Blog

Hearing set to commence: legal challenge by Environment Centre NT to EPA and Pastoral Land Board on over 20,000 ha land clearing at Maryfield Station

5 December 2018

 Environment Centre Northern Territory v Pastoral Land Board

Environment Centre Northern Territory v NT Environment Protection Authority (‘Maryfield litigation’)

In early 2018, the Environment Centre Northern Territory (ECNT), represented by the Environmental Defenders Office (NT)(EDONT), commenced proceedings challenging decisions of the NT Environment Protection Authority (EPA) and the Pastoral Land Board (PLB). Together, these decisions permit the clearing of over 20,000 ha of native vegetation at Maryfield Station, 200km south-east of Katherine. This is the largest single land-clearing permit ever issued in the Northern Territory. ECNT is challenging the decision of the EPA to not require a formal environmental impact assessment of the proposed clearing and the subsequent decision of the PLB to allow the clearing to go ahead.

This is the first case to challenge a land clearing approval on climate change grounds in the NT. It is also the first time the decision-making processes of the PLB and the EPA under this legislation have been challenged in the NT Supreme Court.

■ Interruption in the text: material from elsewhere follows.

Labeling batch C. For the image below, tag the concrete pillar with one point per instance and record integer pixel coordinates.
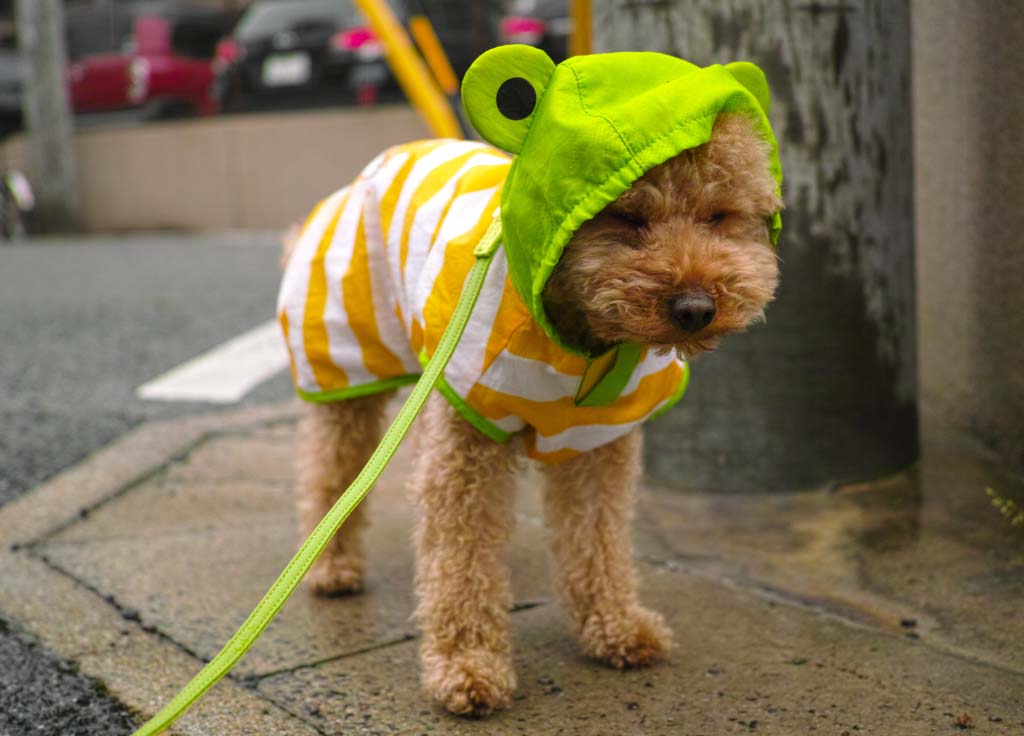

The matter is listed for final hearing in the Supreme Court of the Northern Territory on Thursday 6 – Friday 7 December 2018.

 The case

ECNT contends that the EPA’s decision not to require an environmental impact assessment of the proposed clearing is unlawful. ECNT identifies a range of grounds for this, including that the EPA failed to follow its own decision-making procedures and that the EPA did not consider whether the land clearing would have a significant impact on the environment in terms of its contribution to greenhouse gas (GHG) emissions. ECNT will argue that the EPA acted unlawfully in considering itself unable to consider GHG emissions in their decision-making because the Northern Territory government did not have appropriate policy on this issue.

A valid decision by the EPA was a necessary precondition for the PLB approving the clearing. So ECNT contends that the PLB’s decision to approve the clearing is also unlawful. 

 If ECNT is successful, the decision to grant the largest single land-clearing permit in the NT will be set aside and both the EPA and the PLB will be required to remake their decisions.

This is an important test case about the obligations of the PLB and EPA, both statutory authorities that exercise significant powers. It also highlights deficiencies in existing law and policy around environmental assessment, climate change and land clearing in the Northern Territory. 

We are grateful to barristers James Hutton and Peter Bellach for their assistance in this matter. 

Further details

In June 2016, the PLB received an application from Maryfield Station, a pastoral station approximately 550km south east of Darwin, to clear over 20,000 hectares of native vegetation. In June 2017, a full year after receiving the application, the PLB referred the matter to the EPA to assess whether an environmental impact assessment (EIS) or public environmental report (PER) was required under the Environmental Assessment Act, given the size and scale of the proposal.

Both the EPA and PLB are statutory authorities with defined responsibilities under legislation. They are both comprised of boards with multiple sitting members and therefore make collective decisions.   

Where the EPA considers a proposal to have the potential to have a ‘significant effect’ on the environment, the EPA will require an environmental impact assessment. The EPA will then review the assessment and make recommendations as to whether the proposal should be approved.

In late October 2017, the EPA Chairperson wrote to the PLB indicating it considered that the Maryfield application did not require assessment under the Environmental Assessment Act.  The EPA’s statement of reasons can be found here: https://bit.ly/2rldwT9 

 In November 2017, the PLB determined to grant a permit for the clearing. The permit did not apply conditions that had been recommended by the EPA.